The American Coalition of Life Activists was an anti-abortion advocacy group that was the subject of controversy for its series of wanted-style posters.

History 
During a 1995 meeting, the group unveiled a "wanted" poster that listed the names and addresses of a "Deadly Dozen" abortion providers. The poster accused them of "crimes against humanity" and offered a $5,000 reward for the "arrest, conviction and revocation of license to practice medicine" of these physicians. The poster was published in Life Advocate magazine. A second poster targeted a doctor, Robert Crist, offered a reward for persuading him "to turn from his child killing," and included his name, address, and photo.

In 1996 the coalition revealed its "Nuremberg Files" which included dossiers on abortion providers, politicians, judges, clinic employees and other abortion rights supporters. They claimed that these dossiers could be used for trials for "crimes against humanity" when the nation's laws changed to prohibit abortion. Neal Horsley, an activist, published the information on his website. His website greyed the names of those injured and crossed out the names of those killed by anti-abortion activists.

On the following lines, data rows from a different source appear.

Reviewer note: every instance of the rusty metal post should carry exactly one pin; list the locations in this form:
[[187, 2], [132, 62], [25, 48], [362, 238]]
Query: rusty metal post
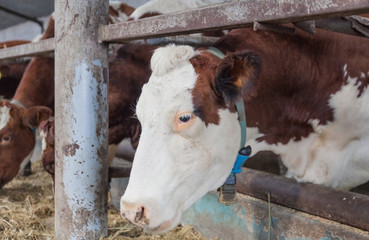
[[81, 120]]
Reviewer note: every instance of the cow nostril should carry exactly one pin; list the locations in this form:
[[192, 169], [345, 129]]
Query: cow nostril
[[139, 214]]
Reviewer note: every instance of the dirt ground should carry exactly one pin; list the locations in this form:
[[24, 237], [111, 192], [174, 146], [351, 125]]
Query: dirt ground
[[27, 212]]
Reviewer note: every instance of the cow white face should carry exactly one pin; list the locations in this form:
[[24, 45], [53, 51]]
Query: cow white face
[[186, 148]]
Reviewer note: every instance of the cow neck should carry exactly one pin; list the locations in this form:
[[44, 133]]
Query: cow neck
[[227, 194]]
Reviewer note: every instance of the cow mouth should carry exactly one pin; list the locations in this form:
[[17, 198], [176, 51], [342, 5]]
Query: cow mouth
[[163, 227]]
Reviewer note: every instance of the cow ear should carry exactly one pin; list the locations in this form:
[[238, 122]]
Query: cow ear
[[33, 116], [236, 75]]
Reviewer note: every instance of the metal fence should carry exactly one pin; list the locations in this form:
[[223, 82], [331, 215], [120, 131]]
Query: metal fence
[[82, 36]]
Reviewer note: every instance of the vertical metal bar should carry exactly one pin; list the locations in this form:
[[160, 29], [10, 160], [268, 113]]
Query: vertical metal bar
[[81, 119]]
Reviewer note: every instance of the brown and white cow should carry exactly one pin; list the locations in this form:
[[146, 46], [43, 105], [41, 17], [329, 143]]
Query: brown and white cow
[[129, 70], [306, 99], [11, 73], [35, 89]]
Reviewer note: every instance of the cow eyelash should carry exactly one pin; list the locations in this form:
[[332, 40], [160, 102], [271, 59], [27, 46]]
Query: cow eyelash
[[185, 118]]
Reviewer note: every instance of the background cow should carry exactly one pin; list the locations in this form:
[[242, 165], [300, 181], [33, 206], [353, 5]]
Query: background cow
[[305, 98], [11, 73], [36, 88], [129, 69]]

In Planned Parenthood of Columbia/Willamette v. American Coalition of Life Activists, Planned Parenthood successfully sued the American Coalition of Life Activists. Although the posters and website did not contain any specific threat, the jury awarded $107 million. The coalition appealed the verdict on First Amendment grounds. A panel of the 9th Circuit Court of Appeals initially overturned the verdict, holding that the activities were protected under the First Amendment because they did not directly threaten harm to the plaintiffs, and because the statements were not communicated privately to the plaintiffs. The en banc 9th Circuit reversed the panel, and held that the coalition could be held liable in damages because the website made a deliberate threat with the expectation that someone would act on it, unprotected by the First Amendment.